Dulu, saat Aceh dibalut konflik, pernyataannya saban hari dirilis media, baik lokal, nasional maupun internasional. Sebagai salah seorang juru bicara Tentara Neugara Aceh (TNA), sayap militer Gerakan Aceh Merdeka (GAM), Tgk Jamaika kerap menebar perang urat saraf di media. pernyataannya membuat petinggi militer di Jakarta berang.


Dalam salah satu babak perang urat saraf dengan Tentara Nasional Indonesia (TNI) Juru bicara GAM Wilayah Pase itu pun pernah dinyatakan meninggal. “Saya ‘ditewaskan’ oleh Panglima Komando Operasi (Pangkoop) TNI, Bambang Darmono,” kata Tgk Jamaika membantah. Bantahan itu dimuat di koran terbitan Jakarta tahun 2003 lalu.


Informasi ‘meninggalnya’ Tgk Jamaika menyebar ke se-antero Aceh. Para simpatisan GAM pun sibuk mencari kebenaran informasi yang disampaikan Bambang Darmono di media tersebut. Apalagi pernyataan petinggi TNI itu dilansir oleh berbagai media cetak dan elektronik, baik lokal, nasional, maupun media asing.
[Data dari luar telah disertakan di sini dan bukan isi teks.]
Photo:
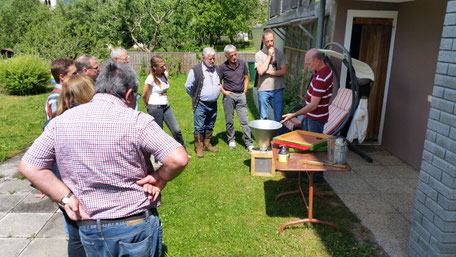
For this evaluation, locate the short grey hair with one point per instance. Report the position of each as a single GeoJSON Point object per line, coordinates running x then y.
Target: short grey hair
{"type": "Point", "coordinates": [116, 52]}
{"type": "Point", "coordinates": [208, 51]}
{"type": "Point", "coordinates": [229, 49]}
{"type": "Point", "coordinates": [116, 78]}
{"type": "Point", "coordinates": [82, 62]}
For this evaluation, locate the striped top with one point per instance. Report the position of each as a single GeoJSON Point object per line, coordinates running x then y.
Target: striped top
{"type": "Point", "coordinates": [102, 148]}
{"type": "Point", "coordinates": [320, 86]}
{"type": "Point", "coordinates": [52, 101]}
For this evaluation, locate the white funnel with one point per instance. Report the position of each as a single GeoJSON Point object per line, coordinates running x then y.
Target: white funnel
{"type": "Point", "coordinates": [263, 131]}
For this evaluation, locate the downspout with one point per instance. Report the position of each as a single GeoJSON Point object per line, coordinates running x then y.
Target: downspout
{"type": "Point", "coordinates": [321, 23]}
Bambang Darmono menduga Jamaluddin Kandang, seorang TNA yang tewas dalam sebuah pertempuran sebagai Tgk Jamaika, tokoh GAM yang paling dicari saat Darurat Militer (DM) diberlakukan di Aceh.


Saya yang berada di Jakarta, sempat kaget mendengar berita tewasnya Tgk Jamaika. Sebagai orang yang pernah akrab dengan Tgk Jamaika, saya tidak percaya pernyataan Bambang Darmono. Saya menganggap itu sebagai bagian perang urat saraf antara Tgk Jamaika dengan Pangkoop TNI tersebut.
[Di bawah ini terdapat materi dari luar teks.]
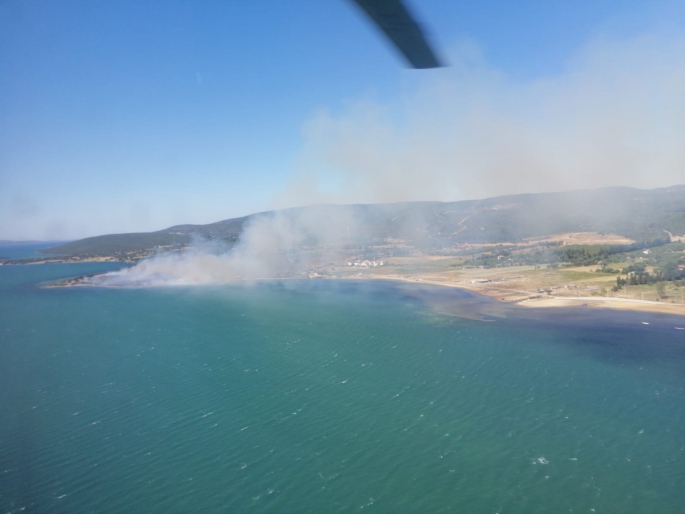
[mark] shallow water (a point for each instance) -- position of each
(329, 397)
Keraguan itu pula yang kemudian menggerakkan hati saya untuk menghubungi Jamaika melalui nomor hand phone (HP) yang pernah diberinya saat masih berada di Aceh. Keraguan saya berubah menjadi gembira, ketika mendengar suara di seberang, persis seperti suara Jamaika yang pernah saya kenal. “Saya baik-baik saja. Sekarang berada di tempat yang aman,” jawabnya mantap.


Mendapat kepastian bahwa Tgk Jamaika masih selamat, saya jadi tenang. “Sudah dulu ya, takut nanti HP saya disadap,” ujarnya sambil tak lupa mengucapkan salam. Pembicaraan terputus.


Selang beberapa bulan kemudian, saya bertemu langsung dengan Tgk Jamaika di Meunasah Aceh, Pasar Minggu, Jakarta Selatan. Kebetulan hari itu, ada acara doa bersama untuk almarhum ibu Tgk Nasruddin Abubakar, presidium Sentral Informasi Referendum Aceh (SIRA) yang sekarang menjabat Wakil Bupati Aceh Timur.


Tubuhnya lebih kurus dari biasanya. Penampilannya biasa saja. Wajahnya pucat. Hari itu, Tgk Jamaika seperti teman-teman yang lain ikut berdoa. Tak banyak bersuara. HP-nya sesekali berdering.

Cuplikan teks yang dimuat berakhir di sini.